Occupy Wall Street activists say they aren't giving up their fight to use public spaces.
Police cleared out encampments of protesters in Los Angeles and Philadelphia last week, and protesters have not been allowed to spend the night in New York's Zuccotti Park since Nov. 15.
But protesters who gathered at Zuccotti on Saturday said the movement to challenge economic inequality would not die.
Protester Laura Gottesdiener said the movement would push to "reoccupy" public spaces on Dec. 17, the three-month birthday of Occupy Wall Street. About 100 protesters attended the rally.

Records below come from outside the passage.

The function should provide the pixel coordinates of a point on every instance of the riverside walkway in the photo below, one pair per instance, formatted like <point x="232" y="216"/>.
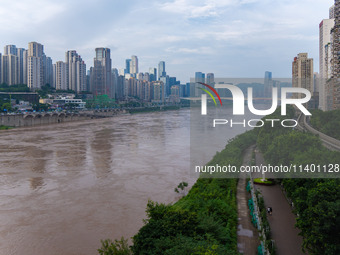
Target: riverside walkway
<point x="282" y="221"/>
<point x="247" y="234"/>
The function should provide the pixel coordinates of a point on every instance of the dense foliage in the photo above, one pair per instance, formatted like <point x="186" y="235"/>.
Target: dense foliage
<point x="327" y="122"/>
<point x="204" y="221"/>
<point x="316" y="201"/>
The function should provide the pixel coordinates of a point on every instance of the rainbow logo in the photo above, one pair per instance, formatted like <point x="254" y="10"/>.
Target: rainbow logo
<point x="209" y="93"/>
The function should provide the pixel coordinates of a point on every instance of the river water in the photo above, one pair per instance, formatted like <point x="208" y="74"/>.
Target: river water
<point x="65" y="187"/>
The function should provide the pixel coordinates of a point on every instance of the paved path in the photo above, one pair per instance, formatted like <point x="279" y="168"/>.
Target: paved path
<point x="282" y="221"/>
<point x="247" y="235"/>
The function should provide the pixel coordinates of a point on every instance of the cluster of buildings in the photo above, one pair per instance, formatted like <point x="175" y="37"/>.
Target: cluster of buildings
<point x="32" y="67"/>
<point x="26" y="66"/>
<point x="325" y="85"/>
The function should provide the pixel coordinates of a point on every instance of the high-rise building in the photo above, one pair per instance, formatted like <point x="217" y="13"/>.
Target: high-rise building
<point x="10" y="49"/>
<point x="334" y="85"/>
<point x="210" y="79"/>
<point x="9" y="72"/>
<point x="158" y="92"/>
<point x="60" y="75"/>
<point x="302" y="73"/>
<point x="134" y="66"/>
<point x="75" y="71"/>
<point x="35" y="70"/>
<point x="14" y="65"/>
<point x="268" y="84"/>
<point x="22" y="65"/>
<point x="153" y="74"/>
<point x="324" y="47"/>
<point x="331" y="12"/>
<point x="161" y="70"/>
<point x="102" y="73"/>
<point x="127" y="66"/>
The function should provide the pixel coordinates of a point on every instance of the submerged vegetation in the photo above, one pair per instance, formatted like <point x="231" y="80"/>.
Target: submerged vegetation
<point x="205" y="220"/>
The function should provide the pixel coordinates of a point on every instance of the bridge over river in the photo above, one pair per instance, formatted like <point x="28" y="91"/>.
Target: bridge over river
<point x="38" y="118"/>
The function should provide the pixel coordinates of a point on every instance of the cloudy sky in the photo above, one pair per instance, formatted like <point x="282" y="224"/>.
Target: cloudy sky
<point x="231" y="38"/>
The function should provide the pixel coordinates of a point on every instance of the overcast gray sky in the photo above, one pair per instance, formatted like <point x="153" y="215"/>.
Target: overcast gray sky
<point x="231" y="38"/>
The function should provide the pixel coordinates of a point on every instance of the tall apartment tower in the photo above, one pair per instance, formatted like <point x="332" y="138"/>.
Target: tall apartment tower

The protesters, who have not been allowed to spend the night at Zuccotti since Nov. 15, pressed for access to an alternative space owned by a historic New York church.
The protesters want Trinity Wall Street, an Episcopal church that dates to the colonial era, to let them use a vacant lot it owns at Sixth Avenue and Canal Street. The fenced-in property was the scene of arrests on Nov. 15.
"They say, `Ask and you shall receive,'" protester Zak Solomon said. "We need that space."
Three protesters said they were starting a hunger strike Saturday to try to pressure Trinity to let them use the vacant lot.
A spokesman for Trinity said the lot "is not available nor is it suitable for large-scale assemblies or encampments."
The spokesman, Lloyd Kaplan, added that the church "supports the vigorous engagement of the issues which Occupy Wall Street has raised."
Other activists were staging 24 hours of street performances on Broadway near Times Square.
Saturday's lineup was to include playwright Adam Rapp, actress Kathleen Chalfant, who was in the original Broadway cast of "Angels in America" and cast members from the touring production of "Hair."
Three protesters started a hunger strike Saturday to get Trinity Church to give them access to a vacant lot in downtown Manhattan.
Others are staging 24 hours of street performances on Broadway near Times Square.